Auf den knapp fünfzig Metern hoch zum schneckenförmigen Sakralbau gesellte sich noch ein Mann dazu, der vermutlich familiär mit der Frau verbandelt war. Wir betraten das Betondomizil durch einen schlichten Gang, der uns in das Innere des Schneckenhauses einfädelte. Durch hohe Fenster gelangte Licht ins Innere. Die Dame legte Zeitungen auf einen Infotisch und kontrollierte die Kollekte. Die Sichtachsen waren faszinierend. Im Süden blickte man auf ein Metallkreuz, im Westen auf die harmonisch geschwungene Landschaft des Thüringer Waldes.

Ich bin Christ.

Und da war sie wieder, die obligatorische Frage nach meiner Gemeindezugehörigkeit. "Ich bin Christ und gehöre seit zwei Jahren keiner Gemeinde an", antwortete ich völlig unvorbereitet. Das Outen als "Christ" war ein Novum in meiner Selbstvorstellung. Aber Christ? Keine Gemeinde?
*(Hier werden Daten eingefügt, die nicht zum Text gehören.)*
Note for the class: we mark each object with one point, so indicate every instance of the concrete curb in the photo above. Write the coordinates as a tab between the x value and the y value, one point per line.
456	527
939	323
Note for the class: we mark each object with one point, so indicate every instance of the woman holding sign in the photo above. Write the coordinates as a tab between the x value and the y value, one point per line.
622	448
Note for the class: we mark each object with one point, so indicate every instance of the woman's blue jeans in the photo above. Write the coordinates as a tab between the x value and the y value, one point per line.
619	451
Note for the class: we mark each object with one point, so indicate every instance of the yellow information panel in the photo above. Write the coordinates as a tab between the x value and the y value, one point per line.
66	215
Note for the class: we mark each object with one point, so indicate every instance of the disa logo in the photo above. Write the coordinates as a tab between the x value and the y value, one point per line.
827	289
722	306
Wir kamen dann auf den Church Checker und dessen Mehrwert bei der Orientierung in der christlichen Szene Berlins zu sprechen. Meiner Ansicht nach könne nicht jeder distanzierte Bekannte in jede Gemeinde mitgenommen werden: Stil und Sprache sollten eine Brücke zur Lebensrealität des Interessenten bauen. Dafür gebe es im Blog die Kategorie "Freunde". Meine Gesprächspartnerin sah das anders und meinte, das sei das Problem des Gastes. Das harmoniert mit der Meinung des EKD-Ratsvorsitzenden.

Nachdem ich noch etwas die sonnige Atmosphäre in der kleinen Kapelle eingesogen hatte, blickte ich über die Polsterstühle, die an der gesamten Wand aufgestellt waren, schrieb einen Text ins Gästebuch und verabschiedete mich mit Segenswünschen von den beiden Einheimischen. Draußen atmete ich die Luft des Thüringer Waldes ein und fuhr weiter Richtung Süden.